**TWO BLUE AND WHITE SNUFF BOTTLES
Prospective purchasers are advised that several co… Read more
**TWO BLUE AND WHITE SNUFF BOTTLES

JINGDE ZHEN KILNS, 1820-1880

Details
**TWO BLUE AND WHITE SNUFF BOTTLES
JINGDE ZHEN KILNS, 1820-1880
One of tapering cylindrical form with flat lip and recessed flat foot surrounded by a footrim, painted in underglaze blue with all-over lotus scroll, against a cream-colored ground applied with a colorless glaze with faint crackle, the neck encircled by a floral border, apocryphal Yongzheng six-character mark in underglaze blue on the base, coral stopper with mother-of-pearl finial; and a bottle of square section with flat lip and recessed flat foot surrounded by a footrim, finely painted with the Eight Immortals, each with his or her attribute, in a garden setting, the eight divided into pairs for each of the four panels, the shoulders decorated with prunus blossoms against a "cracked-ice" ground, the neck painted with bats in flight, ivory stopper with carnelian finial
2¾ in. (7.0 cm.) and 2 5/64 in. (5.3 cm.) high respectively (2)
Provenance
Lotus scroll bottle: T.C.M. O'Donovan Collection.
Elisabeth and Ladislas Kardos
Immortals bottle: Huntington Collection.
Literature
Immortals bottle: Arts of Asia, March-April 1974, p. 47.
Exhibited
Both: Canadian Craft Museum, Vancouver, 1992.
Special notice
Prospective purchasers are advised that several countries prohibit the importation of property containing materials from endangered species, including but not limited to coral, ivory and tortoiseshell. Accordingly, prospective purchasers should familiarize themselves with relevant customs regulations prior to bidding if they intend to import this lot into another country.

Lot Essay

Blue and white snuff bottles were not made in large quantities before the last years of the 18th century, despite the very long tradition of such wares at Jingde Zhen. They soon grew in popularity, however, to become one of the most popular types for the second half of the dynasty as the habit spread to the entire nation. Kangxi and Yongzheng reign marks on blue and white porcelain snuff bottles are apocryphal, and arise out of the mid-Qing interest in collecting old snuff bottles, whether for use or simply as art objects.

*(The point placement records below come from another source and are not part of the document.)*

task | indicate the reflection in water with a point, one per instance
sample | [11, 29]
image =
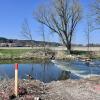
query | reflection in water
[65, 75]
[45, 72]
[48, 71]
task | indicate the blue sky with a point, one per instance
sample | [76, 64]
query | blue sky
[13, 12]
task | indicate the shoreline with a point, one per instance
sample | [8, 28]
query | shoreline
[83, 89]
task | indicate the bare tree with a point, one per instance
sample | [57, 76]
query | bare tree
[88, 30]
[26, 31]
[62, 18]
[96, 12]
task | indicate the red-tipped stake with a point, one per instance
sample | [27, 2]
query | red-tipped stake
[16, 79]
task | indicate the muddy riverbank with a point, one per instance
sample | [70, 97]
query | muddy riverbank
[84, 89]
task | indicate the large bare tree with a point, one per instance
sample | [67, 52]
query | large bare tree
[96, 12]
[62, 17]
[26, 31]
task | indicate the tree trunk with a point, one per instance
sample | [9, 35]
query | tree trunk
[69, 48]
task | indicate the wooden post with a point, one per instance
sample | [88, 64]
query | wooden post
[16, 79]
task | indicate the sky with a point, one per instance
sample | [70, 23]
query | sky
[13, 13]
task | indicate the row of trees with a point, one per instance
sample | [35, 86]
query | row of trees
[62, 18]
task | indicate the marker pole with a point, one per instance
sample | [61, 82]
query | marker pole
[16, 79]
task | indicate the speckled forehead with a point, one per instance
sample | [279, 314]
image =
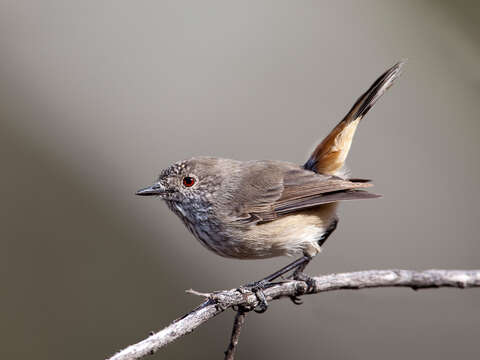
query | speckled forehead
[175, 169]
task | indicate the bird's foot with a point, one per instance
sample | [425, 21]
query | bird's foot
[257, 288]
[301, 276]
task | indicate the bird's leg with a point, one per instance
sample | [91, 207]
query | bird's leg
[258, 286]
[300, 275]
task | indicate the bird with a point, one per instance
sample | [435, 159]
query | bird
[266, 208]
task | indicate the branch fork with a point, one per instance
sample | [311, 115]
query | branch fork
[218, 301]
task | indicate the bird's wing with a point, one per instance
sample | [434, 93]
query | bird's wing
[292, 189]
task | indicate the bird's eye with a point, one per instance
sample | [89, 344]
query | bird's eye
[188, 181]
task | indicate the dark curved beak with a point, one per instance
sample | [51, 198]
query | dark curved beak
[155, 189]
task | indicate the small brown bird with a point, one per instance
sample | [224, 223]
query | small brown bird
[261, 209]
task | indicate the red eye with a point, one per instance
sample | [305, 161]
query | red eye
[188, 181]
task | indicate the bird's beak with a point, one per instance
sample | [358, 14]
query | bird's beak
[155, 189]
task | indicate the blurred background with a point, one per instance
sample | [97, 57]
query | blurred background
[96, 97]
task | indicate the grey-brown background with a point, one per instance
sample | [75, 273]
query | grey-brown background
[97, 96]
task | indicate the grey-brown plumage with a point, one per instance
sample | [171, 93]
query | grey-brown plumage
[261, 209]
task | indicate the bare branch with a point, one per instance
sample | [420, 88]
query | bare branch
[237, 328]
[219, 301]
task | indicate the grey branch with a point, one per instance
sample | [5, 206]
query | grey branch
[237, 328]
[219, 301]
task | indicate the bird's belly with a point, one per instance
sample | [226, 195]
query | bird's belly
[288, 235]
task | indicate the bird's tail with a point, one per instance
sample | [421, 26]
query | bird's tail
[329, 156]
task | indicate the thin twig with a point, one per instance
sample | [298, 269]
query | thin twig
[219, 301]
[237, 328]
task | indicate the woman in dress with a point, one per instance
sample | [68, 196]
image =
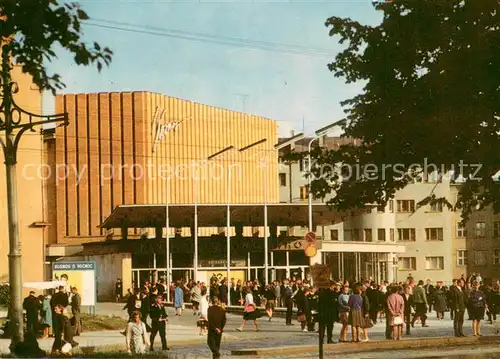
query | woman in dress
[250, 311]
[178, 299]
[46, 316]
[440, 301]
[203, 322]
[136, 338]
[356, 318]
[395, 312]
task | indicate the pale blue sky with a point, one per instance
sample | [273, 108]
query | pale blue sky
[282, 86]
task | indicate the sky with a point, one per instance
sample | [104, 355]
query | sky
[267, 58]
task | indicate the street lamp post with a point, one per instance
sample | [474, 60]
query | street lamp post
[14, 124]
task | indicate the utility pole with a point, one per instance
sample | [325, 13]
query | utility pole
[13, 125]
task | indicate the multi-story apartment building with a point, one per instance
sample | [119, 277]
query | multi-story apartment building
[482, 250]
[428, 241]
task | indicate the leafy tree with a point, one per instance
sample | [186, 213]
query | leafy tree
[431, 71]
[30, 31]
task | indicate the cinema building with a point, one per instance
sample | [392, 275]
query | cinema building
[130, 162]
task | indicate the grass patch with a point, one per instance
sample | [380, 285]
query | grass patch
[96, 323]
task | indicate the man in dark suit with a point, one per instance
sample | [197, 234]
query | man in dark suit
[159, 319]
[32, 305]
[216, 321]
[459, 303]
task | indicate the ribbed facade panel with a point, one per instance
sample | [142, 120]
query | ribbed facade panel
[114, 156]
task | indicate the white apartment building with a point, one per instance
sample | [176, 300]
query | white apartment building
[388, 243]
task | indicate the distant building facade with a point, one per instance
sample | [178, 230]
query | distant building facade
[432, 238]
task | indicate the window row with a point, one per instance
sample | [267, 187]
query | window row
[478, 257]
[401, 234]
[481, 230]
[410, 263]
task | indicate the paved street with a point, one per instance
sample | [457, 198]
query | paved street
[183, 335]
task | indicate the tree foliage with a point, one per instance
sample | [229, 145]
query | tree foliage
[31, 29]
[431, 75]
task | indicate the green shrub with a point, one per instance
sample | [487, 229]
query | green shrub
[4, 295]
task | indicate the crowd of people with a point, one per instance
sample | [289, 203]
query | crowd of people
[57, 316]
[355, 305]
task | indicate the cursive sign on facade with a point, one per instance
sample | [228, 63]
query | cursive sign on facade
[159, 128]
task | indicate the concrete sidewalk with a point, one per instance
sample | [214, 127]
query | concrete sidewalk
[177, 336]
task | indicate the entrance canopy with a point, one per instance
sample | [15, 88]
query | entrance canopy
[214, 215]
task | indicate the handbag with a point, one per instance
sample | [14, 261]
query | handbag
[398, 321]
[249, 308]
[368, 323]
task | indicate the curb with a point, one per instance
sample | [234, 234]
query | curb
[370, 346]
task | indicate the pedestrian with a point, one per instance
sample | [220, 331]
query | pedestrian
[327, 308]
[288, 302]
[216, 324]
[134, 302]
[136, 335]
[178, 299]
[356, 318]
[46, 316]
[196, 298]
[250, 311]
[159, 319]
[408, 305]
[478, 306]
[396, 309]
[344, 313]
[367, 322]
[203, 322]
[439, 297]
[118, 290]
[76, 302]
[270, 295]
[459, 301]
[420, 300]
[32, 306]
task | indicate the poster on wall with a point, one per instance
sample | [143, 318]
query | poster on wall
[81, 275]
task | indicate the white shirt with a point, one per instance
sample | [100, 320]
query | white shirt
[249, 298]
[204, 306]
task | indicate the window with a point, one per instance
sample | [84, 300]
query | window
[462, 259]
[434, 263]
[351, 235]
[406, 234]
[434, 234]
[304, 165]
[480, 229]
[480, 258]
[437, 207]
[368, 235]
[496, 229]
[461, 230]
[496, 256]
[407, 263]
[406, 206]
[283, 179]
[303, 192]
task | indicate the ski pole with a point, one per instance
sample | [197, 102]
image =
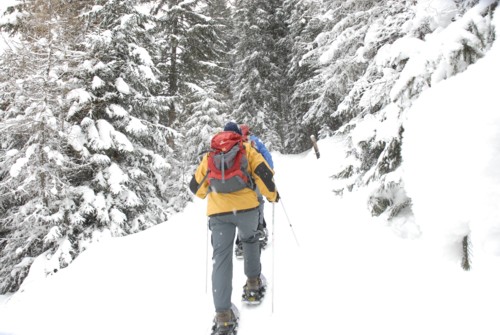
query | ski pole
[206, 261]
[289, 222]
[272, 271]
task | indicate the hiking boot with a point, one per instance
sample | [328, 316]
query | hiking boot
[225, 322]
[254, 290]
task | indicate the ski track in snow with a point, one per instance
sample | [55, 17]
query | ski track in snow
[348, 275]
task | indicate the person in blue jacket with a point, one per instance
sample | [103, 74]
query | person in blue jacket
[262, 227]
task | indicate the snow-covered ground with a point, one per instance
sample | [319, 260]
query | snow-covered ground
[347, 274]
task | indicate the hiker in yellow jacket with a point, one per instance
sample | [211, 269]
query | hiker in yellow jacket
[226, 212]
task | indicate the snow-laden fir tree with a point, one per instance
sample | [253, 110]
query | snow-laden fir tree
[209, 97]
[260, 90]
[115, 116]
[194, 41]
[37, 166]
[304, 24]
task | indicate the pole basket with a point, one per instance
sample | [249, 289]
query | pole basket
[315, 146]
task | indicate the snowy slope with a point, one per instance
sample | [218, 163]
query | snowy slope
[348, 275]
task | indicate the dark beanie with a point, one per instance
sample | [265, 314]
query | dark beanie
[231, 126]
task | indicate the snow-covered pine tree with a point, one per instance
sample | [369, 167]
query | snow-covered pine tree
[303, 27]
[116, 116]
[195, 42]
[37, 167]
[260, 94]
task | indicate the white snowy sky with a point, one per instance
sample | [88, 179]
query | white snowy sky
[350, 275]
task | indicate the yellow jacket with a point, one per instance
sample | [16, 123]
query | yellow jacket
[242, 200]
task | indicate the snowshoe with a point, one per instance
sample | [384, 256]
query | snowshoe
[226, 325]
[254, 295]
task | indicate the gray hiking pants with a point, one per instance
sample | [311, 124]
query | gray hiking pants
[223, 229]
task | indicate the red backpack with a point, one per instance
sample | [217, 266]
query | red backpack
[227, 164]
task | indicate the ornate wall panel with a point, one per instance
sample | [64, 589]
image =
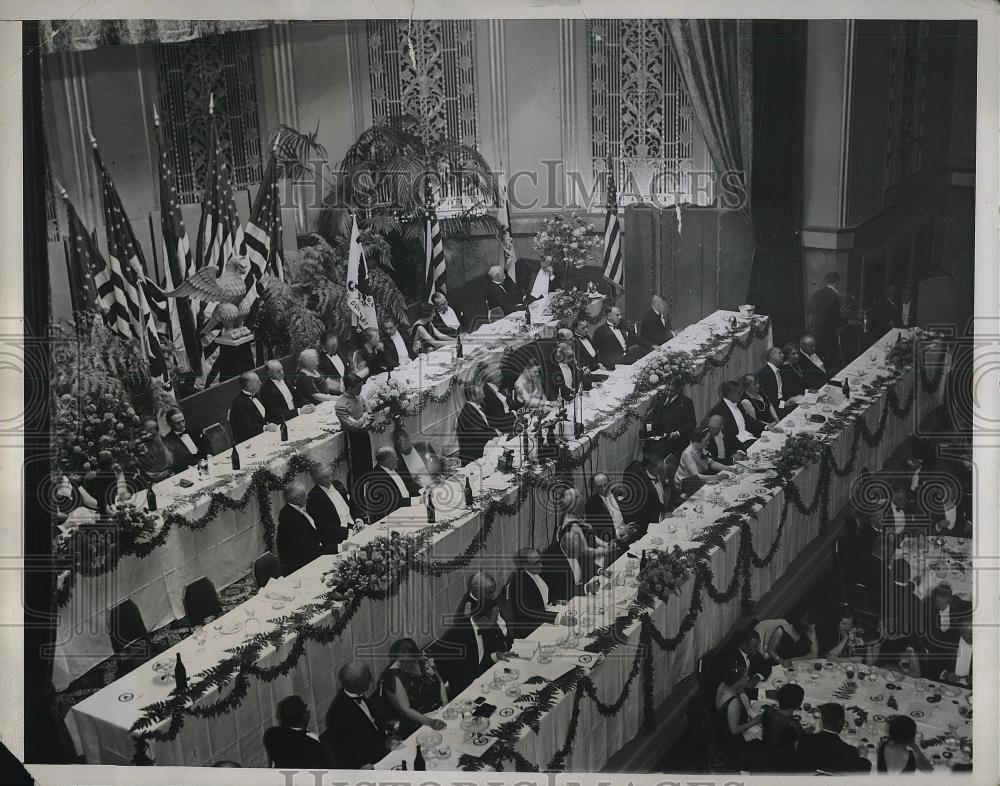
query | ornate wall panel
[187, 73]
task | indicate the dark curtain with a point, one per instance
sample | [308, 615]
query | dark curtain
[715, 59]
[776, 284]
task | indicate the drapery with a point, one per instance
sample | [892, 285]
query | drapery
[60, 35]
[715, 59]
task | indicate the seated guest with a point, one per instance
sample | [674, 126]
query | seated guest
[795, 642]
[298, 538]
[528, 593]
[614, 342]
[279, 403]
[352, 412]
[410, 688]
[247, 414]
[424, 335]
[736, 425]
[290, 743]
[901, 753]
[755, 403]
[355, 728]
[479, 637]
[416, 460]
[333, 363]
[793, 376]
[330, 507]
[496, 405]
[186, 447]
[447, 320]
[824, 751]
[673, 419]
[501, 292]
[696, 467]
[812, 364]
[383, 489]
[396, 349]
[310, 386]
[771, 382]
[654, 325]
[959, 670]
[155, 462]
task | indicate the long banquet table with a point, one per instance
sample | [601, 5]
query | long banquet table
[618, 680]
[100, 724]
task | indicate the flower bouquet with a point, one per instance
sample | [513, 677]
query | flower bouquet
[660, 366]
[663, 574]
[566, 243]
[798, 450]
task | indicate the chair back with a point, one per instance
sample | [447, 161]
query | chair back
[201, 601]
[217, 438]
[125, 626]
[265, 567]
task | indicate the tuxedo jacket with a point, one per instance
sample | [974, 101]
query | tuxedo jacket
[380, 495]
[245, 420]
[354, 739]
[331, 529]
[275, 406]
[391, 355]
[654, 331]
[182, 457]
[473, 431]
[288, 748]
[298, 541]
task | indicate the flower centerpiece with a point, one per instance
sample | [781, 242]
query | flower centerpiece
[566, 243]
[663, 573]
[798, 450]
[662, 365]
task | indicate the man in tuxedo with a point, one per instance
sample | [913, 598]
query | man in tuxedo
[290, 744]
[479, 636]
[614, 343]
[447, 320]
[279, 403]
[354, 727]
[330, 507]
[737, 425]
[501, 292]
[396, 348]
[247, 414]
[298, 538]
[383, 489]
[472, 428]
[811, 363]
[186, 448]
[672, 421]
[825, 751]
[654, 325]
[527, 593]
[827, 320]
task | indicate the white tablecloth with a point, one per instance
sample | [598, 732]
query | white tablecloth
[100, 724]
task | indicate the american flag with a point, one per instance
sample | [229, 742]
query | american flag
[436, 274]
[613, 268]
[219, 230]
[178, 264]
[145, 302]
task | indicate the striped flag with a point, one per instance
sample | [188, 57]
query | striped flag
[219, 230]
[508, 256]
[178, 264]
[613, 268]
[435, 272]
[359, 294]
[145, 303]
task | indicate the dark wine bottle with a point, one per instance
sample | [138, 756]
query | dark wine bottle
[180, 676]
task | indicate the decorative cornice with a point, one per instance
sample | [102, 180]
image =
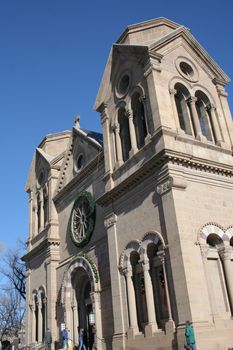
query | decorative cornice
[84, 173]
[110, 220]
[156, 162]
[42, 247]
[172, 182]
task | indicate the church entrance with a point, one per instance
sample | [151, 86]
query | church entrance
[81, 301]
[84, 309]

An identical square snuff bottle is in the Bloch Collection (unpublished), demonstrating that these were made in a series, as was typical of nineteenth-century porcelain production. Another faceted bottle in the Walters Collection formed in the 1870s and 1880s decorated with different subject matter is illustrated in S. Bushell, Oriental Ceramic Art, p. 279, fig. 334.